The next time you're inclined to doubt yourself, take a deep breath and answer the following questions about your service department's performance.
cDo your technicians know which screw to turn and how far to turn it? If so, you're worth what you charge. This also includes things such as knowing which wires to wiggle and shake when diagnosing an intermittent electrical problem.
* Do your techs have the skill and training to know when and where an educated guess is needed? If so—and if they're guessing correctly—then you're worth whatever you charge. Anyone who tells you that good techs don't take educated guesses hasn't spent any time in the bays—let alone any time diagnosing vehicles.
* Did you fix the vehicle correctly the first time? If so, you're worth it.
* Did you fix the vehicle on time? If so, you're worth it.
* If you did fix the vehicle correctly the first time, do a little mental survey of your market area. For example, one of the many benefits of your substantial investment in training is that your techs can identify a variety of intermittent driveability failures very quickly and accurately. Now, how many competitors within a mile of your store can diagnose these problems as quickly and accurately as your guys can?
Next, how many tire dealerships or service shops within five miles of your dealership could have diagnosed those intermittent problems accurately on the first try?
If the answer is one or none, you are definitely worth whatever you want to charge.
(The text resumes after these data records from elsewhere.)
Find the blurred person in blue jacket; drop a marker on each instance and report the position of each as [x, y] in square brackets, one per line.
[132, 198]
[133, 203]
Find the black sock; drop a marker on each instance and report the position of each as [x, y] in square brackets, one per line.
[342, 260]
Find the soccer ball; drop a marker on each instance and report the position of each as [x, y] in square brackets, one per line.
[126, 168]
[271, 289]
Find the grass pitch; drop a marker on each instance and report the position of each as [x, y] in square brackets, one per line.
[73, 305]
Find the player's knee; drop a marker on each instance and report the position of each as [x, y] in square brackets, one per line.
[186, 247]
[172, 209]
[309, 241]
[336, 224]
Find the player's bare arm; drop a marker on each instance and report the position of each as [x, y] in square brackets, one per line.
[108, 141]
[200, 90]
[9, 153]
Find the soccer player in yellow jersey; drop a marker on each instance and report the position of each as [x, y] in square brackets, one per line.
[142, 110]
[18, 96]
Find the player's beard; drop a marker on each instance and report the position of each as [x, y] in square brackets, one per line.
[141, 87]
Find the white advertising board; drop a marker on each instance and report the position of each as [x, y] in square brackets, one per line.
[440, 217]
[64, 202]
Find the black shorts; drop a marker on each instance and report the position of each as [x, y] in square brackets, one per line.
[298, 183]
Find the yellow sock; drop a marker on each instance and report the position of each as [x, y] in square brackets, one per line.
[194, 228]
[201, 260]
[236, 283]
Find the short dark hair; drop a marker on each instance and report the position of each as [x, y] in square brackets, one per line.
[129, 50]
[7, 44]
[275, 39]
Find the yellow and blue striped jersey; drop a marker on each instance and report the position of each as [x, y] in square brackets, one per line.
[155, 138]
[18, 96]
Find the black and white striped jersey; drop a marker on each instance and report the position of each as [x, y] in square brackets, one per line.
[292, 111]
Consider this: If your techs hadn't diagnosed the vehicle, how many hours, days and/or dollars would the motorist have spent getting it fixed elsewhere?
* Did you fix a car that one of your competitors not only failed to fix but also bungled badly? Not only did he fail to fix it, did he either make the condition worse or else hang a bunch of parts it didn't need? If so, you're definitely worth whatever you charge.
* Did you fix the vehicle the first time without getting grease or slime on the steering wheel, seats, door handles etc.? If so, then you're worth it.
* Did you fix the vehicle without damaging any other parts of the vehicle in the process? If so, you're worth it.
* Did you fix a problem that a do-it-yourselfer either couldn't fix or had already bungled? If so, you're worth it.
* Did your tech identify a different, unrelated but potentially catastrophic problem during his or her diagnosis? (For example, the tech is diagnosing an intermittent misfire complaint but notices a pending failure such as a leaking water pump or seeping coolant hose.) Did addressing this unrelated problem ultimately save the customer time and money? Did addressing this unrelated problem prevent the customer from being stranded somewhere? If so, then you're definitely worth what you charge.
* Finally, did your tech instinctively add value to the job by cleaning the windows? Did he or she patiently untangle the car's seat belts without being asked to do so? Did he or she voluntarily lubricate the squeaking door hinges without being asked to do so? If the answer's yes, then you're worth what you charge.
There's no question some motorists are only interested in price, price and price. But my experience and that of successful business owners and managers is that countless others appreciate all the little items I've listed here. To them, these items have a value—and they're willing to pay for this value.
Now you have to search your soul as to which kinds of motorists make the best long-term customers—the value-conscious ones or the cheapskates? When you figure this out, let me know your decision.